GovTech Singapore resolved 33 security weaknesses and awarded global hacker community over US$30,800 for contributing to a more secure and resilient smart nation
HackerOne and Singapore’s Government Technology Agency (GovTech), supported by the Cyber Security Agency of Singapore (CSA) announced the results of its third Government Bug Bounty Programme (GBBP), part of the Singapore Government’s ongoing initiative to build a secure and resilient Smart Nation, a government-wide initiative to improve the lives of citizens and increase business opportunities through the adoption of digital and smart technologies throughout Singapore.
Nearly 300 white hat hackers from around the world participated in GovTech’s third bug bounty program from November 18 to December 8, 2019, testing 13 public government Information and Communication Technology (ICT) systems, digital services and mobile applications with high end user touchpoints. Hackers discovered a total of 33 valid security vulnerabilities and earned US$30,800 in bounties, financial incentives awarded for submitting valid security vulnerabilities, making this the most successful program to date for the agency. Hackers from across the globe participated, including 72 local Singaporean hackers. Eugene Lim, a 24-year-old better known as @spaceraccoon, remained as the top hacker on the program, with local Singaporean hackers Samuel Eng (@samengmg) and Nicholas Lim (@kactros_n ) taking the top 3 positions.
“The Singapore Government continues to be an industry leader when it comes to cybersecurity,” said Paul Turner, VP of Sales, EMEA and APAC at HackerOne, “Hacker-powered security is the foundation of any mature and proactive security program. By providing an opportunity to engage local as well as global hacker talent, GovTech is not only delivering on its Smart Nations goals, but also enhancing the way it services its citizens in terms of safety, security, and opportunity. Through its close relationships with ethical hackers, the Singapore Government is one step ahead in the ongoing battle against cybercriminals and ensuring that end users are safe online.”

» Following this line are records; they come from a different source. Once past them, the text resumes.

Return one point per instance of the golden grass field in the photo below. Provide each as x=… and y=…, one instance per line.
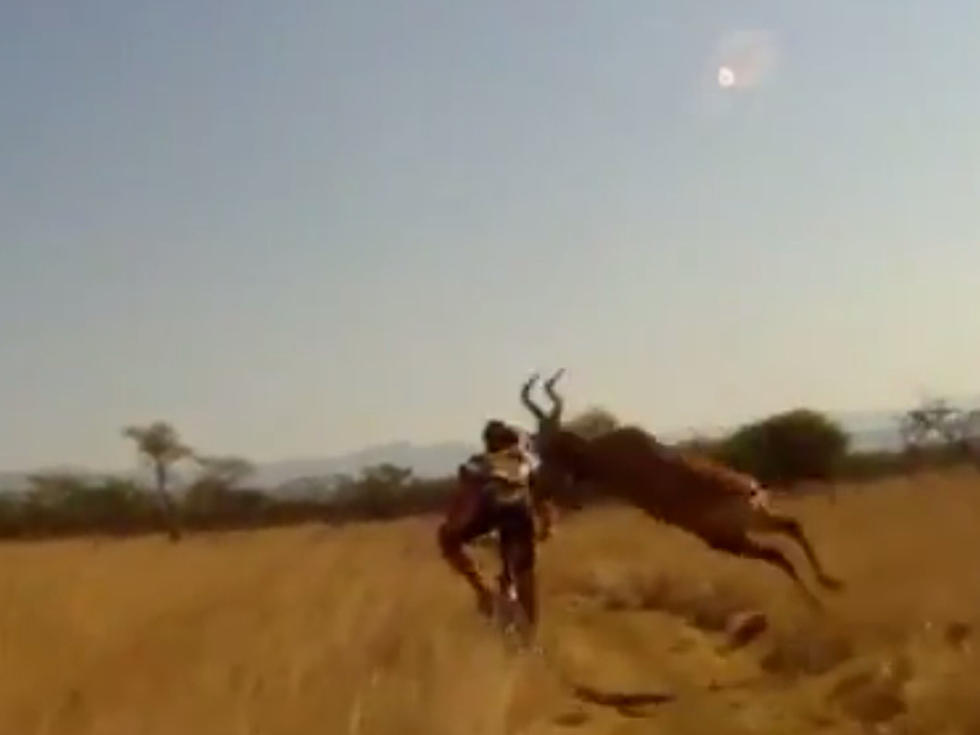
x=363, y=630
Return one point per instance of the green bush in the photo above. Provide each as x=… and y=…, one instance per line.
x=788, y=447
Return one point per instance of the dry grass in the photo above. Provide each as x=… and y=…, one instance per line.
x=363, y=630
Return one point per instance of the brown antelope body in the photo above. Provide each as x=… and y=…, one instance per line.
x=713, y=502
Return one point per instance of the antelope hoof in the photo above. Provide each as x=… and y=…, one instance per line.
x=830, y=583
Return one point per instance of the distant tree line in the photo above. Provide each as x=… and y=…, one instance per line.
x=782, y=450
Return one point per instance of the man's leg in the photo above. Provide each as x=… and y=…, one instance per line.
x=466, y=518
x=517, y=551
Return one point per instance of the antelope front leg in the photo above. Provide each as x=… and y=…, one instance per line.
x=464, y=522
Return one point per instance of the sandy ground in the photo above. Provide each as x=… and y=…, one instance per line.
x=363, y=630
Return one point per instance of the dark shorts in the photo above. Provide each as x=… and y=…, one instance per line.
x=514, y=525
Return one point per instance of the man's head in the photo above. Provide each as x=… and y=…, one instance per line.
x=497, y=435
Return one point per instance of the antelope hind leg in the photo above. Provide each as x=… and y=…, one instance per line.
x=792, y=528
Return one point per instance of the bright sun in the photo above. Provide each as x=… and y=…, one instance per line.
x=726, y=77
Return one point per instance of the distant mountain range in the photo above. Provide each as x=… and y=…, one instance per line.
x=869, y=430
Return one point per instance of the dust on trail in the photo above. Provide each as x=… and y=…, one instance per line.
x=363, y=630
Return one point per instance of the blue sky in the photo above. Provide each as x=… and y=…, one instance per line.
x=297, y=228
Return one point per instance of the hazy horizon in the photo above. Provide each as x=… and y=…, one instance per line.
x=302, y=229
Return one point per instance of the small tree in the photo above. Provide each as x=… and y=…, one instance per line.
x=160, y=445
x=788, y=447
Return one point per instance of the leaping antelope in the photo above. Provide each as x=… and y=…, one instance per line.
x=713, y=502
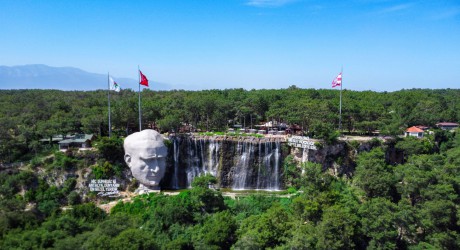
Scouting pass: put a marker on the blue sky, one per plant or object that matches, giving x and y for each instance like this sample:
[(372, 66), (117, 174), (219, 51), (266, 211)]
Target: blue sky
[(383, 45)]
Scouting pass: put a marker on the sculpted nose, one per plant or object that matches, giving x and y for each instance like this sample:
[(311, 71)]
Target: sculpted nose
[(154, 170)]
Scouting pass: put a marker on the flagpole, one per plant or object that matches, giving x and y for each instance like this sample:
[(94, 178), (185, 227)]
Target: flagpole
[(140, 116), (340, 109), (108, 98)]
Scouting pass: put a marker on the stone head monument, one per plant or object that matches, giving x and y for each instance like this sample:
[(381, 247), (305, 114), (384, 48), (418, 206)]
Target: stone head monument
[(145, 154)]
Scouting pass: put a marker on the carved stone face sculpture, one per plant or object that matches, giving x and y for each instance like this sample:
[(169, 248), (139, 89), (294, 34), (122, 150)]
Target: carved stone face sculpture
[(145, 154)]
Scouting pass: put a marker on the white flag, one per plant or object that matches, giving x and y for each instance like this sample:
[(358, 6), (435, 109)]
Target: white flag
[(114, 85)]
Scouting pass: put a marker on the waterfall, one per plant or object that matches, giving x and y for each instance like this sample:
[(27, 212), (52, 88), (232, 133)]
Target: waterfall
[(193, 162), (175, 179), (242, 170), (244, 164)]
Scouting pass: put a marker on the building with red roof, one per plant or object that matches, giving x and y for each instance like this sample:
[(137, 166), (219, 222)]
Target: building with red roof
[(415, 131), (447, 125)]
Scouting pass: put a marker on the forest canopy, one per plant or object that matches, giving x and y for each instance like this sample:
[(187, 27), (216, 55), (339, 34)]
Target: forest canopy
[(29, 115)]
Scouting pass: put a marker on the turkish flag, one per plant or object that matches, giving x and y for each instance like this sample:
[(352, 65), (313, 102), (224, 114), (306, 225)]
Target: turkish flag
[(144, 81)]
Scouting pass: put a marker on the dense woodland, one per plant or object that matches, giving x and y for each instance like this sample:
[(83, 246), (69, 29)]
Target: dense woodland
[(29, 115), (410, 205)]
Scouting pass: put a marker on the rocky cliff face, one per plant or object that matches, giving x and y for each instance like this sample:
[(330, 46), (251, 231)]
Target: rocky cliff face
[(238, 163), (250, 163)]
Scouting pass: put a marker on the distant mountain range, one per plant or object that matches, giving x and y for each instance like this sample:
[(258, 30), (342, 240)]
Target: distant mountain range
[(39, 76)]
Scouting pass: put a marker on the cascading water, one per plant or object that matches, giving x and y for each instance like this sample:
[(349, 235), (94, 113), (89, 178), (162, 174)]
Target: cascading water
[(246, 164), (242, 170), (175, 179)]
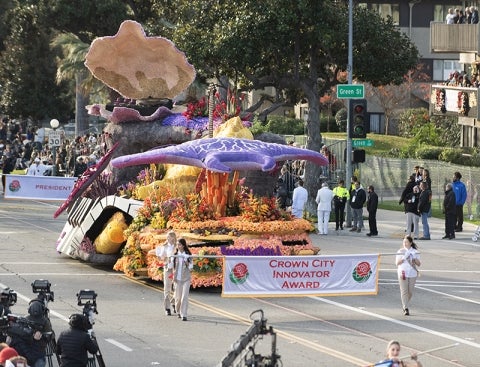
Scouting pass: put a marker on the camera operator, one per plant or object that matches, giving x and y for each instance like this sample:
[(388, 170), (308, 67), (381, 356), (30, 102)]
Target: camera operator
[(32, 345), (73, 344)]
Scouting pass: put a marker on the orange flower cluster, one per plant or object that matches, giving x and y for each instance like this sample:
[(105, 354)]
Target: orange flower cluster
[(254, 209), (193, 209), (279, 226)]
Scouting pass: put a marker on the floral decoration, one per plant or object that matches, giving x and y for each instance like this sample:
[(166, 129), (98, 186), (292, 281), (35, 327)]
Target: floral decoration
[(463, 103), (440, 101), (197, 109)]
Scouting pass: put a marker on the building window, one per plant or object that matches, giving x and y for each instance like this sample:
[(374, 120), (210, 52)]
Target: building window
[(443, 68)]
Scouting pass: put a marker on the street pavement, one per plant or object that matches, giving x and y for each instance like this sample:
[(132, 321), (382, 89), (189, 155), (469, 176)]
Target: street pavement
[(312, 331)]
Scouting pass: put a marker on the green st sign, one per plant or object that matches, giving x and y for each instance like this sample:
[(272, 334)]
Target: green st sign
[(353, 91), (359, 143)]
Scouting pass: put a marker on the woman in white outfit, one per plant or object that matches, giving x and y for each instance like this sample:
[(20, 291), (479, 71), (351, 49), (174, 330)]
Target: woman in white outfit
[(324, 207), (165, 252), (182, 268), (407, 261)]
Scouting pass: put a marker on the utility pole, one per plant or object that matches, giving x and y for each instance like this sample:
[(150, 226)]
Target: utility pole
[(348, 158)]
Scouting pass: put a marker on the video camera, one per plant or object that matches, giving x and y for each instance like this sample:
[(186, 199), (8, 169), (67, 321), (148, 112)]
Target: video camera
[(17, 326), (88, 299), (8, 297), (42, 287)]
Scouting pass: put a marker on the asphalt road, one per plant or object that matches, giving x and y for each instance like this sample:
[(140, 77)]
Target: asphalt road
[(311, 331)]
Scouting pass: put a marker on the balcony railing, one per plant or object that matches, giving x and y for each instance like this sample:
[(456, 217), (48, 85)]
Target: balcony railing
[(454, 38)]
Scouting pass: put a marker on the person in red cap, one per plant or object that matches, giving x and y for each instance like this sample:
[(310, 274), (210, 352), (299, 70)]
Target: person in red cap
[(6, 354)]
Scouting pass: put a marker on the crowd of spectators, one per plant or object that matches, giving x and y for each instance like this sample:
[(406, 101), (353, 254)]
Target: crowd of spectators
[(25, 147), (462, 79), (459, 16)]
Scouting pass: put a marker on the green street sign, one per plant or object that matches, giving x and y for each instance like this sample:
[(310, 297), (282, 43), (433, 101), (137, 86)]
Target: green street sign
[(352, 91), (362, 143)]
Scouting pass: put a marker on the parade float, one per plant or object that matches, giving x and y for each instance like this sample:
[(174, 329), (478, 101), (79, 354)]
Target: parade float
[(196, 184)]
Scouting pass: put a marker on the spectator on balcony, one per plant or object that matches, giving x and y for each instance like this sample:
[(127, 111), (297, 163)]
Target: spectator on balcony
[(474, 12), (468, 16), (456, 16), (450, 15)]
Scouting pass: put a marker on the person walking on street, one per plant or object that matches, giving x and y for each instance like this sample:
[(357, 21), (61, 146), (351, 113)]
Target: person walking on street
[(461, 196), (393, 357), (424, 205), (407, 190), (300, 197), (413, 216), (324, 208), (340, 197), (357, 200), (165, 252), (182, 268), (407, 261), (372, 206), (449, 209)]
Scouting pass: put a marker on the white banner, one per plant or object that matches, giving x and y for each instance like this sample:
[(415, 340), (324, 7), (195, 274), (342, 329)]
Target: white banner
[(289, 276), (38, 187)]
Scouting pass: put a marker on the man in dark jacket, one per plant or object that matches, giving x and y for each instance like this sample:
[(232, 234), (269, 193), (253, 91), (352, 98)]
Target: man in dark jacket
[(424, 205), (372, 205), (73, 344), (357, 200), (460, 191), (449, 209)]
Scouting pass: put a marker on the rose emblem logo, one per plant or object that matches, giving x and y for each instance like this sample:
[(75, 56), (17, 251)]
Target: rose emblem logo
[(14, 186), (239, 273), (362, 272)]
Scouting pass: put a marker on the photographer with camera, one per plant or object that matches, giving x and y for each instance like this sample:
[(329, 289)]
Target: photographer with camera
[(30, 340), (74, 344)]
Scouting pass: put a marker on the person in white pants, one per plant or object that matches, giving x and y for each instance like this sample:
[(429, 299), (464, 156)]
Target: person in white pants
[(182, 268), (324, 207)]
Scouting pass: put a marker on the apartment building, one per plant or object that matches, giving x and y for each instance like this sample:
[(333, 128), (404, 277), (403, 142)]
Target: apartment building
[(444, 49)]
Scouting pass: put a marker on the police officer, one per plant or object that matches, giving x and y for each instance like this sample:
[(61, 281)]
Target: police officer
[(340, 198)]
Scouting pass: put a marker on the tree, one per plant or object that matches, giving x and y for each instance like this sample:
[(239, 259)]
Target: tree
[(297, 47), (392, 96)]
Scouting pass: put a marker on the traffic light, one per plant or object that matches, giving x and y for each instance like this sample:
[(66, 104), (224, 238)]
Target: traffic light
[(358, 119), (358, 156)]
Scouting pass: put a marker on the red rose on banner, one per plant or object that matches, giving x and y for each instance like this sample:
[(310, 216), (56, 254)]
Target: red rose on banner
[(14, 186), (362, 272), (239, 273)]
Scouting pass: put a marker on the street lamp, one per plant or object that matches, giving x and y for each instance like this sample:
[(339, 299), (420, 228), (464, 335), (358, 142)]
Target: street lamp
[(54, 123)]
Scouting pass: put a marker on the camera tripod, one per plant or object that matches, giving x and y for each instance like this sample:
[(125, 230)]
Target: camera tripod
[(88, 299), (45, 295), (242, 352)]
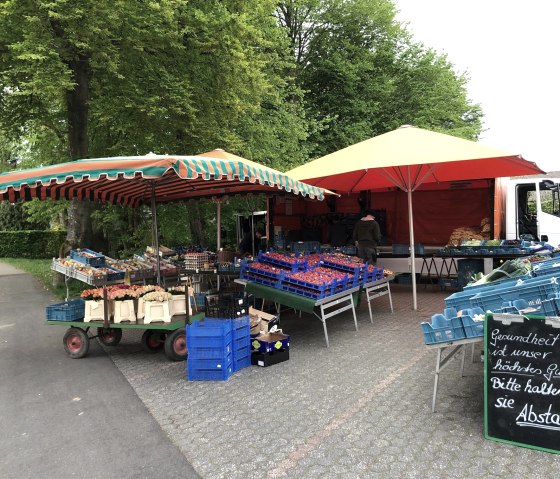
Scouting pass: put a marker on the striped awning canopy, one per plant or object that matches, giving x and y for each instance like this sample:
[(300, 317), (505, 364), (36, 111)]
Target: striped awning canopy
[(132, 181)]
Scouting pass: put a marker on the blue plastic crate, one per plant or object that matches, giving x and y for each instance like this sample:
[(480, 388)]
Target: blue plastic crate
[(242, 360), (473, 329), (209, 334), (305, 247), (194, 374), (97, 259), (442, 330), (533, 290), (354, 269), (73, 310), (314, 294), (241, 326), (201, 352), (551, 306), (223, 362), (327, 286), (270, 342), (114, 274), (288, 263), (349, 250), (227, 306), (546, 267)]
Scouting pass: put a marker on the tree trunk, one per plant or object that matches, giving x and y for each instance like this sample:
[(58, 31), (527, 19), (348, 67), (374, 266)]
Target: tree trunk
[(195, 223), (80, 232)]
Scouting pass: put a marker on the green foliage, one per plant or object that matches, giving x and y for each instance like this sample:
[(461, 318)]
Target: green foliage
[(25, 216), (364, 76), (41, 269), (31, 244), (185, 77)]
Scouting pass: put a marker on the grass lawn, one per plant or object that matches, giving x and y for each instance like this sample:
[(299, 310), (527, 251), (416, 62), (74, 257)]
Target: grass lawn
[(41, 269)]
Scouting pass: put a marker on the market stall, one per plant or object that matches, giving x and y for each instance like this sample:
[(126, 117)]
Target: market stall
[(407, 158), (151, 179), (324, 285)]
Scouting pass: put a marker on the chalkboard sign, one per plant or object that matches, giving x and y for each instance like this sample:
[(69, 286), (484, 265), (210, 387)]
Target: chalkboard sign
[(522, 380)]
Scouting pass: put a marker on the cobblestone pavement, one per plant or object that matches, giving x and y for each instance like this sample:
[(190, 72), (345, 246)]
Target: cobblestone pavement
[(358, 409)]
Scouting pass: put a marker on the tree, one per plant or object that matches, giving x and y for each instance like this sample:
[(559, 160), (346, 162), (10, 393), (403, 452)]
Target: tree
[(364, 76)]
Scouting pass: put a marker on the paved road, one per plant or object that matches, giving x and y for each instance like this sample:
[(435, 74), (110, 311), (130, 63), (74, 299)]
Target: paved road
[(63, 418)]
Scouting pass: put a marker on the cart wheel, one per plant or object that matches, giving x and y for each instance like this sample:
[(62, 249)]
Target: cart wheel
[(176, 345), (153, 341), (109, 336), (76, 342)]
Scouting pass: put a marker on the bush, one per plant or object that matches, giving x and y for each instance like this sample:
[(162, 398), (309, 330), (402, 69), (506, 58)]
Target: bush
[(31, 244)]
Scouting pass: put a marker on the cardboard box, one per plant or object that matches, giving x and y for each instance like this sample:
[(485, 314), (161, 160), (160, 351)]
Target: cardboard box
[(268, 359), (265, 343), (262, 322)]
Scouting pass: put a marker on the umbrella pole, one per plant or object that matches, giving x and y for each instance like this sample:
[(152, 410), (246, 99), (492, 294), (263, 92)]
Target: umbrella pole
[(412, 252), (219, 230), (155, 240)]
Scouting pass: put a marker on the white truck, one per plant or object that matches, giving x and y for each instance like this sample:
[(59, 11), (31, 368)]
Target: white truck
[(528, 208)]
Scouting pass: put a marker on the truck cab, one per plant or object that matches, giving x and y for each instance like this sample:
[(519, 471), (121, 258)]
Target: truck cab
[(533, 209)]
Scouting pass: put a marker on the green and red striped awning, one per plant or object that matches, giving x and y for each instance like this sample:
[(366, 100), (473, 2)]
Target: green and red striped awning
[(131, 181)]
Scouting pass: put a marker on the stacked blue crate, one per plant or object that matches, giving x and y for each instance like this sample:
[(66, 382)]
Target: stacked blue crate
[(442, 329), (241, 343), (210, 350), (532, 290)]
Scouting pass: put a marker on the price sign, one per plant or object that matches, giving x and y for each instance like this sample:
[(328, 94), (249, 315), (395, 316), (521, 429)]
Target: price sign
[(522, 381)]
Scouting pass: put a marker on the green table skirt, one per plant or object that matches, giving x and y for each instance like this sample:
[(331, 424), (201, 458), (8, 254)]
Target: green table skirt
[(291, 300)]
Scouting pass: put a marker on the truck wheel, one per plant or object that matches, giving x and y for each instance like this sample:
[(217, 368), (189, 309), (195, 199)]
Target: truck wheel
[(110, 336), (176, 345), (153, 341), (76, 342)]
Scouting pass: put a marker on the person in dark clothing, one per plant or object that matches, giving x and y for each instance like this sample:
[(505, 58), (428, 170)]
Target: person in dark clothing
[(246, 245), (367, 236)]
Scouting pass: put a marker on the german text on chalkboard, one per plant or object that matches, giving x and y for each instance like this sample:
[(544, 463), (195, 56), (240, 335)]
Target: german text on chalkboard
[(522, 380)]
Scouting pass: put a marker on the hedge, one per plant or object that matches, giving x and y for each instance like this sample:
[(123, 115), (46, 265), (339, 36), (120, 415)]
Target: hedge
[(31, 244)]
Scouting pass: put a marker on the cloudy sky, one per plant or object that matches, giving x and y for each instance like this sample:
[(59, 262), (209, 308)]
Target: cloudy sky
[(510, 50)]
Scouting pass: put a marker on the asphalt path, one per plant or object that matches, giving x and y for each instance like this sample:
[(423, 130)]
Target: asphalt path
[(69, 418)]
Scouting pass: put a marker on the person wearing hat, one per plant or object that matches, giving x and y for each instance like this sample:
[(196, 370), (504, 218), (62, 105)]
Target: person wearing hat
[(367, 236)]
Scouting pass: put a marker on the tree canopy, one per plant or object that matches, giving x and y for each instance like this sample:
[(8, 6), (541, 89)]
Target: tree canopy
[(275, 82)]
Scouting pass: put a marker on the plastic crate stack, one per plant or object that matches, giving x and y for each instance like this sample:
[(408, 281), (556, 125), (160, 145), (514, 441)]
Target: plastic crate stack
[(194, 261), (313, 276), (210, 352), (452, 325), (536, 294), (304, 247), (220, 344)]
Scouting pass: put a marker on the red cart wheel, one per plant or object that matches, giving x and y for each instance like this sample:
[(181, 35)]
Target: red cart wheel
[(176, 345), (153, 341), (109, 336), (76, 343)]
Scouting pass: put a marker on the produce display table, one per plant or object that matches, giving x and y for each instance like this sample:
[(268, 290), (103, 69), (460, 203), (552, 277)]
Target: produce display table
[(323, 308), (376, 289), (442, 361)]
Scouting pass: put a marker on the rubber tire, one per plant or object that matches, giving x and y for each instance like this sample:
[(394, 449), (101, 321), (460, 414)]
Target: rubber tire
[(112, 336), (76, 342), (153, 341), (176, 345)]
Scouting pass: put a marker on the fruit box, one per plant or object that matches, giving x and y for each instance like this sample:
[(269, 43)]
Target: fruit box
[(265, 343), (261, 321), (268, 359), (87, 256)]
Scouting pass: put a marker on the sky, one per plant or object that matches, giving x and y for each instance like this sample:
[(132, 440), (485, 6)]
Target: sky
[(510, 51)]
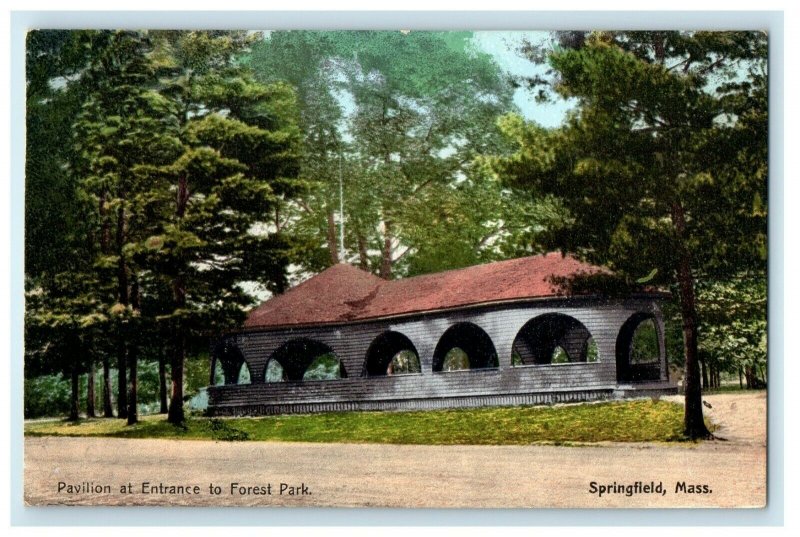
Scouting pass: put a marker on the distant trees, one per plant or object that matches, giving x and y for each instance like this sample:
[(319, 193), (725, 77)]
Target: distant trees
[(399, 118), (662, 166), (179, 155), (170, 172)]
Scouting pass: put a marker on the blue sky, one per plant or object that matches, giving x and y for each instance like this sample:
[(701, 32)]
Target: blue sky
[(503, 46)]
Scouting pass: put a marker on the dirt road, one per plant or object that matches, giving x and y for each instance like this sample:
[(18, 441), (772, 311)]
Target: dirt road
[(720, 474)]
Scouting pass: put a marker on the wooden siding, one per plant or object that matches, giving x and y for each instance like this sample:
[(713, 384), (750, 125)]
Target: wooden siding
[(504, 385)]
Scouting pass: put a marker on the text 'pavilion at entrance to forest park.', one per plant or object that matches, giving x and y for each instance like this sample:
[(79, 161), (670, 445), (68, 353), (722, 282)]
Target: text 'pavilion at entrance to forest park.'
[(504, 333)]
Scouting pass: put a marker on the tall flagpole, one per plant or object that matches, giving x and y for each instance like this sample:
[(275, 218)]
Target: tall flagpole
[(341, 211)]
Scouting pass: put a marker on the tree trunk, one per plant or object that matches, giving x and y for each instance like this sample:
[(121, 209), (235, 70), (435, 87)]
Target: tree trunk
[(122, 291), (333, 251), (122, 378), (108, 409), (363, 256), (105, 241), (162, 382), (386, 252), (73, 407), (90, 391), (704, 369), (694, 425), (176, 415), (133, 359)]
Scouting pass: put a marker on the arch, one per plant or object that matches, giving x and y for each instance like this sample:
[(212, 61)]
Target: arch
[(472, 340), (539, 340), (391, 353), (228, 360), (298, 355), (639, 349), (274, 372), (244, 376)]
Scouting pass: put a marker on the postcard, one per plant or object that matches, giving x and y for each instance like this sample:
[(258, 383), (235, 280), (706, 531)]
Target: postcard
[(396, 268)]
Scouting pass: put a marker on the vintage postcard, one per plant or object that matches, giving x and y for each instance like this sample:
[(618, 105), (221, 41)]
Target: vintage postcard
[(396, 268)]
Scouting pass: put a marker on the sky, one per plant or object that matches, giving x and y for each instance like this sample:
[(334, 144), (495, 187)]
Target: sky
[(503, 46)]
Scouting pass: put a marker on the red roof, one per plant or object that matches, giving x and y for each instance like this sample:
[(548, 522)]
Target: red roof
[(344, 293)]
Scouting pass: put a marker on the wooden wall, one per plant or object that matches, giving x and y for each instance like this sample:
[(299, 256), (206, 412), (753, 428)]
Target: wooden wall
[(503, 385)]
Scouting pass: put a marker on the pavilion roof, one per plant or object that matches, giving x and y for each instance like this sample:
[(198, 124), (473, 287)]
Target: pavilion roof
[(344, 293)]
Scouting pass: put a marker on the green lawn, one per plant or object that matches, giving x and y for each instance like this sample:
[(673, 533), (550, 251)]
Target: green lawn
[(628, 421)]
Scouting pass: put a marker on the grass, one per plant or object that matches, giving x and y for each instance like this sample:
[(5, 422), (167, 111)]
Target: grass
[(628, 421)]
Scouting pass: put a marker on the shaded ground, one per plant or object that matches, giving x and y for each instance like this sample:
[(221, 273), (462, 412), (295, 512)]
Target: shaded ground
[(413, 476), (619, 421)]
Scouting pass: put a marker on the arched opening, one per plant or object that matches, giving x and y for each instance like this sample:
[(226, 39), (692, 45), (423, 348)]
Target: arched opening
[(227, 363), (553, 338), (217, 376), (638, 349), (464, 346), (304, 359), (391, 353), (324, 367), (244, 374), (274, 372)]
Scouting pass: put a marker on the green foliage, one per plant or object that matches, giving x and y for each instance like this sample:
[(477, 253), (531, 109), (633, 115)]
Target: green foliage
[(560, 356), (47, 395), (404, 363), (275, 372), (399, 118), (734, 334), (644, 346), (455, 359), (652, 131), (324, 367)]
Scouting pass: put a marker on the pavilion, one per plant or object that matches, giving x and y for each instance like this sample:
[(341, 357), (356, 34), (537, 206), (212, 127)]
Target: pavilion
[(503, 333)]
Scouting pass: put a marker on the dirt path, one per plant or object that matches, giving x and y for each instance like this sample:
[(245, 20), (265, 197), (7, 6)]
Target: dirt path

This latest bug bounty challenge occurs against the backdrop of an evolution in cybersecurity, where everyone from government agencies to Fortune 500 companies are embracing the positive power of ethical hackers. Policymakers across the globe are recommending hacker-powered security, with some even introducing legislation to encourage and even require adoption. Just last month, the Singapore Government announced a budget commitment of one billion Singaporean dollars (S$1 billion) over the next three years to help shore up the government’s cyber and data security capabilities. The Cyber Security Advisory Panel of the Monetary Authority of Singapore last year also recommended financial institutions adopt bug bounty programs as part of their cyber testing.